Simulating the Human Brain: Neuromorphic Hardware Simulation

Neuromorphic Hardware Simulation

While the Blue Brain Project is making considerable progress towards accurate simulation of the human brain in a software layer, other research in to hardware simulation is making quite different, but remarkable, gains. This article will look at the state of neuromorphism in hardware engineering, and compare it with the neurocortical simulation that we looked at previously.


‘Neuromorphology’ is the study of nervous system structure. The term comes from the Greek portmanteau of ‘nerve’, ‘form’ and ‘study’. Neuromorphic engineering, then, is the process of engineering hardware with the form of neuronal structures. That is, the implementation of VLSI (very-large-scale integration) systems to model the complex structure of the brain. Each of the analog or digital components must closely model an individual neuron – in this way, their interaction can be made to form an accurate model of a functioning human brain.


Our best shot at this exists in Stanford University’s recently-developed ‘Neurogrid’ – a device that mirrors neuronal activity using analog components (such as those found in any number of common printers). One key to the design of this device is the implementation of memristors – a very early technology that exploits a ‘pinched hysteresis’ effect to act as flexible memory arrays (memristors are increasingly employed in emerging technologies such as spintronic data storage). That is, memristors can store data without requiring a continuous power source. A critical part of neuronal activity is the ability to retain data with minimal power input – the entire human brain operates off voltages in the region of a single millivolt. So, the Neurogrid can simulate one million neurons, operating ten ‘neuron spikes’ a second – a frequency of 10Hz – while drawing less than a millionth of the Blue Brain Project’s power requirements.


The tricky bit is simulating the action between neurons. When neurons communicate with one another, much of the cognition on information takes place in the dendrites and axons between neurons themselves – blending information from a billion different places in the brain in to a single, computed information stream. That’s tricky to model using analog circuitry, as we have no simple analog for that kind of computational ability. While the Blue Brain Project can – at significant computational expense – simulate this effect, the silicon-bound Neurogrid team will struggle to do so. At best, they may wind up attributing greater cognitive prowess to individual neurons, exploiting further their operational, evolutionary and learning behaviours. If they do that, they may wind up with something that does functionally model the human brain fairly accurately – though, evidently, with significant structural differences. It’s up to the tests under which these systems are to be subjected – the functionality-checking tests – to decide which is the more investor-worthy path. And with the Blue Brain Project competing for a decade-long $1 billion grant, there’s no small investing involved.

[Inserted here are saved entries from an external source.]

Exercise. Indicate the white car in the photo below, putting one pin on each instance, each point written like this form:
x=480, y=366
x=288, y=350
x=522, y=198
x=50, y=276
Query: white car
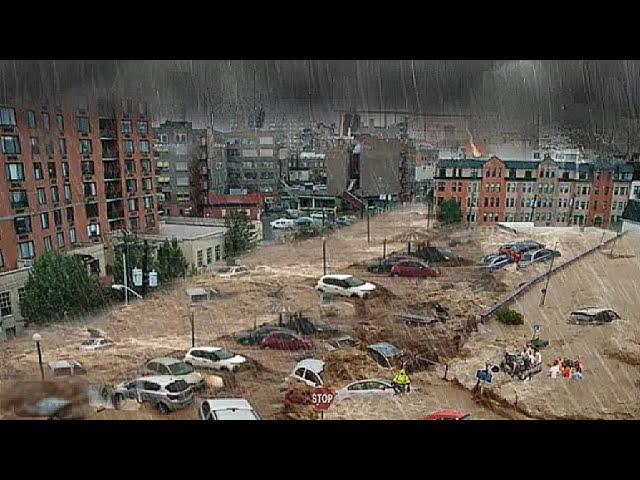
x=214, y=357
x=309, y=371
x=95, y=344
x=227, y=409
x=345, y=285
x=282, y=223
x=366, y=389
x=234, y=271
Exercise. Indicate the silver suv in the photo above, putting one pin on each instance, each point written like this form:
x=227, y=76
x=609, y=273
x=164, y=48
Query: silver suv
x=167, y=393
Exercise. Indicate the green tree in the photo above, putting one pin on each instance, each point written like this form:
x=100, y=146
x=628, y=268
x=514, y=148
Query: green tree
x=241, y=234
x=170, y=262
x=60, y=285
x=449, y=212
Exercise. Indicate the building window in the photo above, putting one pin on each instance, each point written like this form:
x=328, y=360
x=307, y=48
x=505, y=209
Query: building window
x=31, y=119
x=127, y=146
x=87, y=167
x=37, y=171
x=57, y=217
x=85, y=146
x=26, y=250
x=70, y=216
x=18, y=198
x=54, y=194
x=62, y=145
x=83, y=124
x=14, y=171
x=90, y=189
x=5, y=304
x=10, y=144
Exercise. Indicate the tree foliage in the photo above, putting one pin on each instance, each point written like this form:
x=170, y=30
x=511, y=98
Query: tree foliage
x=241, y=234
x=449, y=212
x=60, y=285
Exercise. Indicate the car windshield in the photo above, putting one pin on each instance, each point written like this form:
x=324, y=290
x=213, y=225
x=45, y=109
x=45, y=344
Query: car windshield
x=224, y=354
x=180, y=368
x=354, y=282
x=178, y=386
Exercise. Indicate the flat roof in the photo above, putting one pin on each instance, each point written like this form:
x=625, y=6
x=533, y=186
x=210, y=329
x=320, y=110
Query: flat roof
x=188, y=232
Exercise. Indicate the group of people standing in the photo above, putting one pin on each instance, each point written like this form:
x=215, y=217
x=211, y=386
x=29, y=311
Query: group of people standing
x=567, y=368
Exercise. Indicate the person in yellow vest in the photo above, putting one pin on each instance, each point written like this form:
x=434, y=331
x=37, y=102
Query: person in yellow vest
x=402, y=380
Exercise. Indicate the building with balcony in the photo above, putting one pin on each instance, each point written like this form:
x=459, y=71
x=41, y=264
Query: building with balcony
x=182, y=167
x=544, y=192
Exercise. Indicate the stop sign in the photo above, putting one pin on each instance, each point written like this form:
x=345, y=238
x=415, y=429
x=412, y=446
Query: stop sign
x=322, y=398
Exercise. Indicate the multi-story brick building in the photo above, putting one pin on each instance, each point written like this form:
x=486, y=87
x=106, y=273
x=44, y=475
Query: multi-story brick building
x=544, y=192
x=182, y=170
x=74, y=170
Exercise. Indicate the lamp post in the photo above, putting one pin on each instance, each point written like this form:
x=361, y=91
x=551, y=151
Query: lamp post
x=36, y=338
x=544, y=290
x=324, y=255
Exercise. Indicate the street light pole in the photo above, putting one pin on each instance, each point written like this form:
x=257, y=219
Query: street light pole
x=324, y=255
x=544, y=290
x=36, y=337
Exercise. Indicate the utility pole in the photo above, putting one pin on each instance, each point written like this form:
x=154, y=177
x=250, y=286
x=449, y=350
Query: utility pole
x=544, y=290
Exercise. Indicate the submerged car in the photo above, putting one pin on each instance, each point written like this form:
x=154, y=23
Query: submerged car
x=345, y=285
x=214, y=357
x=367, y=389
x=535, y=256
x=414, y=268
x=255, y=337
x=166, y=393
x=448, y=415
x=227, y=409
x=176, y=368
x=593, y=316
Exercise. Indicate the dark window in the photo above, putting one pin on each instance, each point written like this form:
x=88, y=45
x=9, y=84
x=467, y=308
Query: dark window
x=83, y=124
x=57, y=217
x=37, y=171
x=10, y=144
x=85, y=146
x=14, y=171
x=18, y=198
x=7, y=117
x=22, y=224
x=31, y=119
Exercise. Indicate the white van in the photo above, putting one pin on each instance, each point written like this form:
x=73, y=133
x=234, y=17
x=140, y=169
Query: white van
x=282, y=223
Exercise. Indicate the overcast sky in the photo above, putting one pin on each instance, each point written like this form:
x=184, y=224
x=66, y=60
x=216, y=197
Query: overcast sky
x=595, y=92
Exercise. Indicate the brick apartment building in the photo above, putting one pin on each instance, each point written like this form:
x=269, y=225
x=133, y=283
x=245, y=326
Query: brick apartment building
x=545, y=192
x=74, y=170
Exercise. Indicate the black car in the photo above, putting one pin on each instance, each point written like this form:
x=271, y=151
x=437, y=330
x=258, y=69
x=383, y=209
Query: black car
x=385, y=265
x=255, y=337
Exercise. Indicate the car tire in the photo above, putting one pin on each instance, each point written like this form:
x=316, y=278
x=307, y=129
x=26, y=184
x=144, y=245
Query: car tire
x=118, y=400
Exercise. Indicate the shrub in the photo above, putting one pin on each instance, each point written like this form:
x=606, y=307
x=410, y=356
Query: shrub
x=509, y=317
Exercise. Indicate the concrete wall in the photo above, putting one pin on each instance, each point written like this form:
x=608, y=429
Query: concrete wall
x=11, y=282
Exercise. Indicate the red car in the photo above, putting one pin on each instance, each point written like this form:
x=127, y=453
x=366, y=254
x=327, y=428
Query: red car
x=286, y=341
x=447, y=415
x=414, y=268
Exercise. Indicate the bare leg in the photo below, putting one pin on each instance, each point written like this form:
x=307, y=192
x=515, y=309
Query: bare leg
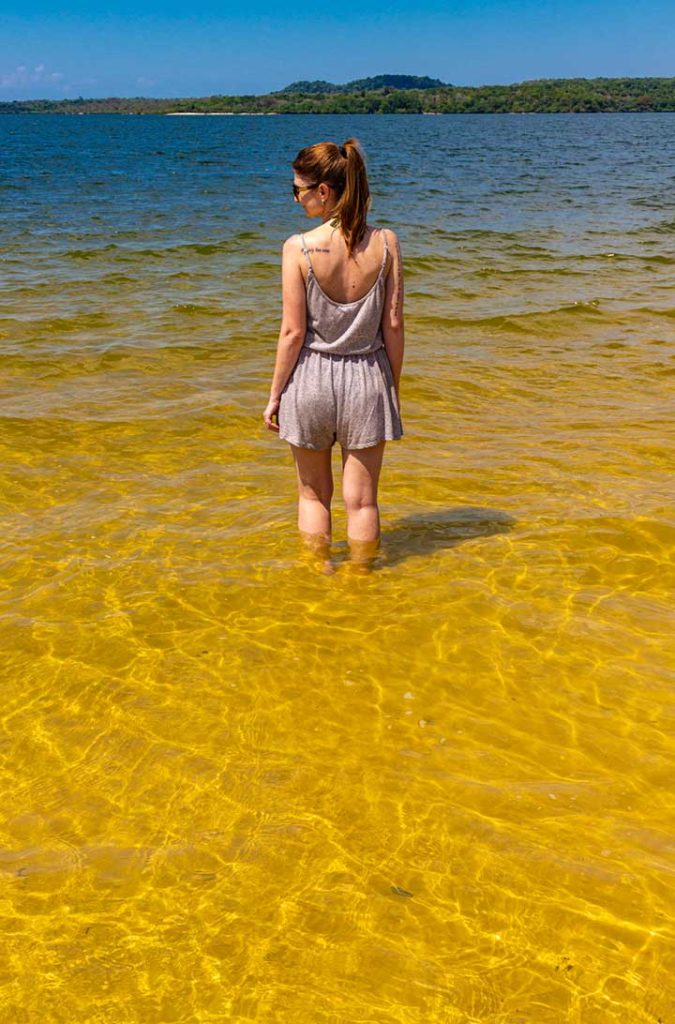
x=314, y=475
x=361, y=474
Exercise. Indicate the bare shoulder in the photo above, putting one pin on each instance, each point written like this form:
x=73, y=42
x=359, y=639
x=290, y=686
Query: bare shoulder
x=292, y=245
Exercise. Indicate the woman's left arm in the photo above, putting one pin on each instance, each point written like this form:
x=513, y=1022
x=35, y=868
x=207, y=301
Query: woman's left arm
x=294, y=322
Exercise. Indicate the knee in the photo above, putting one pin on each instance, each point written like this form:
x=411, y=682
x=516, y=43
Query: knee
x=323, y=494
x=355, y=501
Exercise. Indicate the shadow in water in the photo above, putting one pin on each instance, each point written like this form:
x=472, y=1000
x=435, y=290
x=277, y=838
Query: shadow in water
x=424, y=532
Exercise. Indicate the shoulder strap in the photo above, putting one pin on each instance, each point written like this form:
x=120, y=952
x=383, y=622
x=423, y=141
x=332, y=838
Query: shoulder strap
x=306, y=252
x=386, y=248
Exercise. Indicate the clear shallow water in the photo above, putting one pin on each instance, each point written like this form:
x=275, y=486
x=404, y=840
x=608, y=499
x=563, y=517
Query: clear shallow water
x=237, y=790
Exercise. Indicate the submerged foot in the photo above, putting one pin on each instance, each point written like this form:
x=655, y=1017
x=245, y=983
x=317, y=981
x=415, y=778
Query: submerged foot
x=317, y=552
x=363, y=555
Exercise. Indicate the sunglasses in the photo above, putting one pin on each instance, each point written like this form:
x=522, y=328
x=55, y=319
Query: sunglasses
x=298, y=188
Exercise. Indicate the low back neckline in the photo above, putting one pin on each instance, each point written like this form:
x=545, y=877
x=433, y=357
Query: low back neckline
x=312, y=276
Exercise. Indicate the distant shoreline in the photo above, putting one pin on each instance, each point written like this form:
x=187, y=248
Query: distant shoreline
x=581, y=95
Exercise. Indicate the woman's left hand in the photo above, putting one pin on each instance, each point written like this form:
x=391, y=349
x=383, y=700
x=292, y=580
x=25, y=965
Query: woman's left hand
x=271, y=411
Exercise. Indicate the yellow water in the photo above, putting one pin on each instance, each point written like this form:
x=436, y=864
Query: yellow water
x=238, y=790
x=235, y=788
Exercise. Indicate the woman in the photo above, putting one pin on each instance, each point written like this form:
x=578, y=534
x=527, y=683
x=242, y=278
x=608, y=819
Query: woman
x=340, y=347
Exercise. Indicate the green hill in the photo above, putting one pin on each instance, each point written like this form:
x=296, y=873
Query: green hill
x=367, y=84
x=379, y=95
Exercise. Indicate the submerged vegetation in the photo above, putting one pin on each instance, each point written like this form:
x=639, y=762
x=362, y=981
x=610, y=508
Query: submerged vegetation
x=395, y=94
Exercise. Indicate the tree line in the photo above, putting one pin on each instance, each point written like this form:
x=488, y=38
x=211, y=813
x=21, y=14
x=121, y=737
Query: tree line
x=578, y=95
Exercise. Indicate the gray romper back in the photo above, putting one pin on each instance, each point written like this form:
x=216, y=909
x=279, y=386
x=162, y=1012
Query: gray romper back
x=341, y=387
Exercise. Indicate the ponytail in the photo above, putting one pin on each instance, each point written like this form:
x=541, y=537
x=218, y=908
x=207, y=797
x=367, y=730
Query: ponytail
x=351, y=208
x=343, y=168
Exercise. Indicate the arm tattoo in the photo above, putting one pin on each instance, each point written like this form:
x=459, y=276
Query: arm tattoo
x=398, y=288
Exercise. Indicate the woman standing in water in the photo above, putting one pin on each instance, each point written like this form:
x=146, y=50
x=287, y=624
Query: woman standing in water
x=340, y=348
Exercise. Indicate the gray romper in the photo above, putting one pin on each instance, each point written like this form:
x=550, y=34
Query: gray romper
x=341, y=387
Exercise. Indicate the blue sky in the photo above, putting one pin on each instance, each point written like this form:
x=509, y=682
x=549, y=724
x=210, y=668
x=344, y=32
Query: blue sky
x=73, y=48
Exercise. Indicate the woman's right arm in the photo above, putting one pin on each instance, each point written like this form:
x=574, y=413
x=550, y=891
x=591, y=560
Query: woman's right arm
x=392, y=315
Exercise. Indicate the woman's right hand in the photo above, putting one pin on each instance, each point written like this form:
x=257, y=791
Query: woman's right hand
x=270, y=411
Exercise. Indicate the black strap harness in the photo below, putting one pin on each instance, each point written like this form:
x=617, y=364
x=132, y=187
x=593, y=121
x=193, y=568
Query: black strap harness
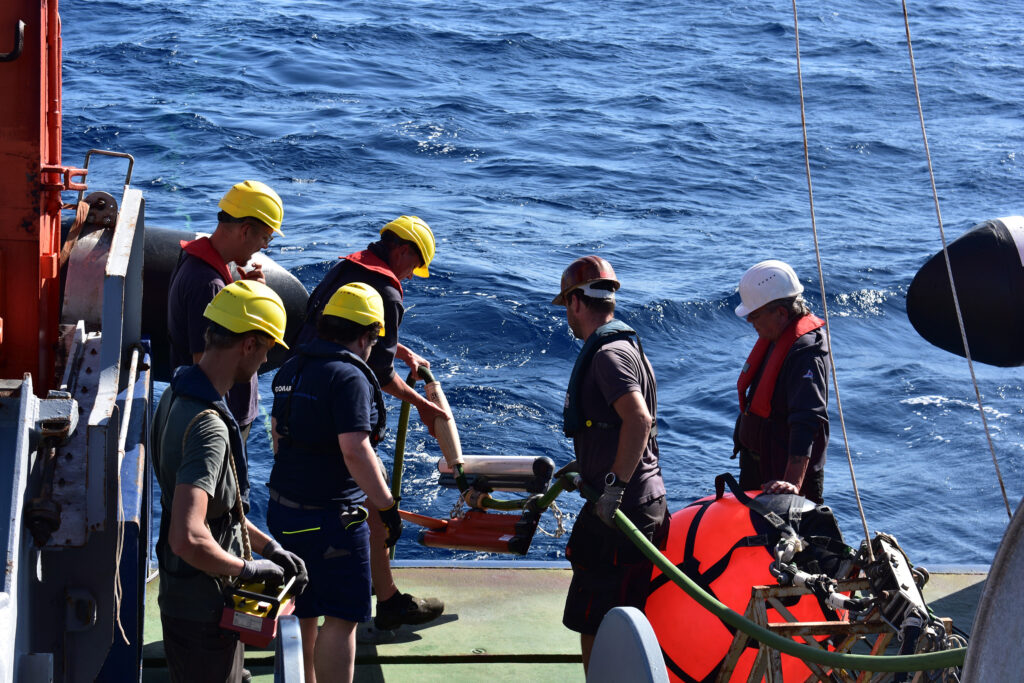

So what are these ‘tests’? And how have they evolved? That’s a question for those entities that have financed artificial intelligence research so far – organisations like DARPA (U.S. Defense Advanced Research Projects Agency). The kinds of tests they publicise are designed to stretch the capabilities of modern AI to the limit – until more formidable and exclusive tests (such as the Turing Test) are a surmountable barrier for our best neurological models.